Die Betrachtung der Landschaft
Fotografische Szenarien von Harald Bickel · seit 2022, fortlaufend
Die Serie Die Betrachtung der Landschaft zeigt Kulturlandschaften Europas – Küsten, Wälder, Gebirge –, die längst vom Menschen geformt und geordnet wurden. Auf den ersten Blick entfalten sie die Anmutung einer romantischen, beinahe heilen Welt. Doch in den Bildern wird zugleich das Scheitern spürbar, das durch menschliche Eingriffe und die Folgen des Klimawandels unausweichlich geworden ist: Wälder, die als Monokulturen angelegt und nun großflächig abgestorben sind, Küsten, deren Deiche den steigenden Meeresspiegeln nicht standhalten können, oder Naturflächen, die als Wiesen neu angelegt werden und dennoch den massiven Flächenverbrauch der Landwirtschaft nicht ausgleichen.

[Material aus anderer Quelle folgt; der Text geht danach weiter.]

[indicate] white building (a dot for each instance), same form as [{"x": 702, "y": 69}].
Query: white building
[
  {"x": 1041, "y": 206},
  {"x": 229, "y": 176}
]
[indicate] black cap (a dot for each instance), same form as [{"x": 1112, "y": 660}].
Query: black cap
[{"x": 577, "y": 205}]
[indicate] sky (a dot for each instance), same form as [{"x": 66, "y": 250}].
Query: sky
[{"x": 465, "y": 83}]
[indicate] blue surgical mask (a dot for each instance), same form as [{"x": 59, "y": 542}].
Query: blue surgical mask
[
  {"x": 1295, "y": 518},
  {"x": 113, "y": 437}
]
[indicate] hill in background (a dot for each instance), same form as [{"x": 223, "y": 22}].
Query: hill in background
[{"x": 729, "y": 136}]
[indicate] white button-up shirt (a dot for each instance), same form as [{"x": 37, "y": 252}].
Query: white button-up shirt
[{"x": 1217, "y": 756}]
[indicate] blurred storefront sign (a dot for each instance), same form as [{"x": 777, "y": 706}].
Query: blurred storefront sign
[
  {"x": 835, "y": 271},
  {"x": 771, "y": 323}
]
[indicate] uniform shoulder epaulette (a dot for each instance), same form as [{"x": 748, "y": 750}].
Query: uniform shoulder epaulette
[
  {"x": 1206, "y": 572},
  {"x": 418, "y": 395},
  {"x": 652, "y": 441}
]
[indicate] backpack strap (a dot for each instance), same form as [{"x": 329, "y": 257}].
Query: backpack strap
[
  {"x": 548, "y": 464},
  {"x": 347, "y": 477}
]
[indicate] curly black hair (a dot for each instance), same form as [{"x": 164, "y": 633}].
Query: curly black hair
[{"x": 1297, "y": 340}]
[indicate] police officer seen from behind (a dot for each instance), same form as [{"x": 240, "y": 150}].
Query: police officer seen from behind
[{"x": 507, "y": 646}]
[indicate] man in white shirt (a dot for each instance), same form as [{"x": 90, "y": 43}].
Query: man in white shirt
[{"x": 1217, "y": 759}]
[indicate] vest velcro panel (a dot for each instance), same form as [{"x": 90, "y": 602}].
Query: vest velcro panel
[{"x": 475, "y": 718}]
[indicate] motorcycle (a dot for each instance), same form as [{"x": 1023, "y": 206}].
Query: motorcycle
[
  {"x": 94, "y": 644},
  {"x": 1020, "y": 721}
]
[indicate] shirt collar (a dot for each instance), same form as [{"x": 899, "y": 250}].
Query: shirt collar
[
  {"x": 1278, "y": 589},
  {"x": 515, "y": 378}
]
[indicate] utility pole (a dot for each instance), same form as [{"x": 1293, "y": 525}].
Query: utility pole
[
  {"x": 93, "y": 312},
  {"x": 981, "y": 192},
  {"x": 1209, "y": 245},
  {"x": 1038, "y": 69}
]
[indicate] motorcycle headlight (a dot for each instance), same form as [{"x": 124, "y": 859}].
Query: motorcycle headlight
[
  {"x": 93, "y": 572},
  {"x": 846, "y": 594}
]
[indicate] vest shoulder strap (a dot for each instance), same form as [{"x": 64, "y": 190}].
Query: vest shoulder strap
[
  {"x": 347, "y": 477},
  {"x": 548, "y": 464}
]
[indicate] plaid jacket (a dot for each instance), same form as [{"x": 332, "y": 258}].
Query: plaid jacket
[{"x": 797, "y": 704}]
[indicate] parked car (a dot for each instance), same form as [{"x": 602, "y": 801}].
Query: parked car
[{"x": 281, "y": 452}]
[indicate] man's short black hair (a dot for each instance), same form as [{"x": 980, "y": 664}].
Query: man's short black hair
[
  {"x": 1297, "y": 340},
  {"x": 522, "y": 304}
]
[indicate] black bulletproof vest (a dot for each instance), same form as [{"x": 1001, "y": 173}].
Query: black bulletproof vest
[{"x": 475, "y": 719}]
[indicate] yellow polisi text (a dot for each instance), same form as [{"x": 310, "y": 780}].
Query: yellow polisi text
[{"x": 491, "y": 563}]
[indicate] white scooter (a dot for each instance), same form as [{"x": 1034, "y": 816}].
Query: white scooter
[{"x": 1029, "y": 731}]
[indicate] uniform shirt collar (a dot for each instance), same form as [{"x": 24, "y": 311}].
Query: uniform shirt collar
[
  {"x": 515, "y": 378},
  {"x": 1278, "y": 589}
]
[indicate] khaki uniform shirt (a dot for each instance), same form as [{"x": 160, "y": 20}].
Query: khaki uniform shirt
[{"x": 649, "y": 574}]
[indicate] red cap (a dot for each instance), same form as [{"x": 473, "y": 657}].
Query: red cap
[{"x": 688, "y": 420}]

Die Szenen variieren in ihrer Deutlichkeit. Eine Baumallee zeigt unmittelbar die ordnende Hand des Menschen. Abgestorbene Waldbereiche im Harz markieren das Scheitern einer forstwirtschaftlich geprägten Kulturlandschaft – und zugleich den Versuch, der Natur den Raum zurückzugeben, sich neu zu ordnen. Andere Landschaften, wie Wälder in Norwegen oder das weite Watt der Nordsee, erscheinen auf den ersten Blick intakt, doch im Wissen um den Klimawandel wird auch hier deutlich, dass ihr Fortbestand fraglich ist.
Eine Figur, stets von hinten oder schräg von hinten ins Bild gesetzt, lenkt den Blick in diese Landschaften. Sie führt die Betrachtenden scheinbar in eine romantische Idylle, die sich bei näherem Hinsehen als trügerisch erweist: Was wie eine heile Welt wirkt, trägt das Scheitern des Menschen bereits in sich.
Die Bildsprache verweist auf Traditionen der Romantik, in der Landschaft zum Projektionsraum von Sehnsucht und Sinnsuche wurde. Doch die Werke bleiben keine Wiederholung dieser Tradition, sondern eröffnen Szenarien, in denen Schönheit und Fragilität, Ordnung und Zerfall, Hoffnung und Bedrohung unauflöslich ineinander verwoben sind.
Die Betrachtung der Landschaft ist ein fortlaufendes Projekt ohne zeitliche Begrenzung. Es wird weitererzählt, verändert sich und begleitet den Künstler auf der Suche nach Landschaften, die das Spannungsfeld von menschlicher Gestaltung, Scheitern und ungewisser Zukunft sichtbar machen.